Status: Active » Needs review

I posted a note to the email list letting everyone know they can clone now. I also suggested doing a clone with --depth, which greatly reduces the download needed.

Anyway... the repo looks good to me so far... I'll leave this issue at Needs Review until we decide it is Fixed. I'll build ebooks locally as a test... do you have a job that imports the repo to Staging periodically? If not, maybe we should pull the trigger on that, with the latest 8.x-7.x or that 8.x-7.2 tag?

drumm’s picture

I walked through all the Drupal.org www & batch servers which maintain clones of this repo, 2 had gotten into a weird state, the other 6 were fine. They are all now clean, and clones were re-shallowed out, since this repo size has been an occasional issue for those servers, too.

Imports are running on staging, in response to the Git activity, and look okay so far.

jhodgdon’s picture

Local ebook build completed with no problems.

baluertl’s picture

Thanks Jennifer and drumm the hard work towards cleaning up the repo.

Now recloned, checked my Git config under [user] section, and pushed a fresh commit to test if everything works as before. Indeed!

jhodgdon’s picture

I think we can go ahead and do the steps in comment #12 to clean up and garbage-collect. Thanks!

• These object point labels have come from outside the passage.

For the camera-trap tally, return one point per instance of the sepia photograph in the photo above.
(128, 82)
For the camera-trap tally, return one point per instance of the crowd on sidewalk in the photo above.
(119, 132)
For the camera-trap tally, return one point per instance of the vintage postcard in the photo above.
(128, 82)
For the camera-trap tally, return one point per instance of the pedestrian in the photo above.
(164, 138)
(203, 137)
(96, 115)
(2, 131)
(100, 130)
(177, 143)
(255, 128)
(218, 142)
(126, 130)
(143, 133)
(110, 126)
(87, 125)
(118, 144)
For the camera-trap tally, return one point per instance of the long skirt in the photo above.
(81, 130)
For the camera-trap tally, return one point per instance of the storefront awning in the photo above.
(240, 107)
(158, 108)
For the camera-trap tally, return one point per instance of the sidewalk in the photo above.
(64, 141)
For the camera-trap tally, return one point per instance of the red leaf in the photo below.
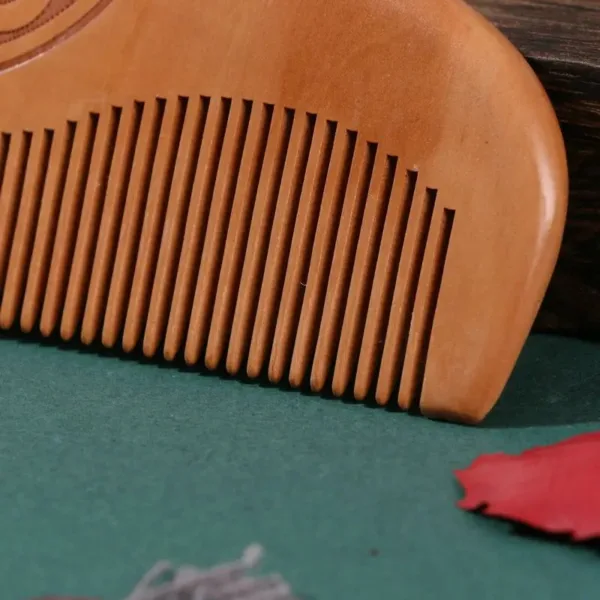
(555, 488)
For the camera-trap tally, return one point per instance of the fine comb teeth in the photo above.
(367, 197)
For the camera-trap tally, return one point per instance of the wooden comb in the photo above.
(367, 196)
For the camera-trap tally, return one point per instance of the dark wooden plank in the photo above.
(561, 41)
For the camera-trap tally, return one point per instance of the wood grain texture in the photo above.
(561, 41)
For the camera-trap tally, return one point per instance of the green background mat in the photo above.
(108, 465)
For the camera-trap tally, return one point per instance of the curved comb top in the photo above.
(362, 196)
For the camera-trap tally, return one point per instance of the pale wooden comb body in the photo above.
(366, 195)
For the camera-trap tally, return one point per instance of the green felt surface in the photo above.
(107, 465)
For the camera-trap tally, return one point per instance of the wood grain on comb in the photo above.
(230, 232)
(344, 197)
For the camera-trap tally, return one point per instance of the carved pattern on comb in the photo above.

guiu.rocafort.ferrer’s picture

Also tested in a clean git clone and completed a local ebook build without problems.

Also think we can go ahead with the steps in #12.

jhodgdon’s picture

@drumm -- It seems fine to go ahead and remove the -old branches and garbage collect. Thanks!

jhodgdon’s picture

OK, I did a git push origin --delete for all of the -old branches.

jhodgdon’s picture

Status: Needs review » Fixed

It looks like the garbage collection is done. The repo size is now 1.1GB on https://git.drupalcode.org/project/user_guide -- down from 1.5GB on comment #12.

There are a lot of images... Most of them are each under 100KB, with just 4 in the English directory in the 100-200KB range, and the other languages have similar sizes... but they add up. We currently have 13 languages, and each one has about 100 images.

I think we're done here.

Status: Fixed » Closed (fixed)

Automatically closed - issue fixed for 2 weeks with no activity.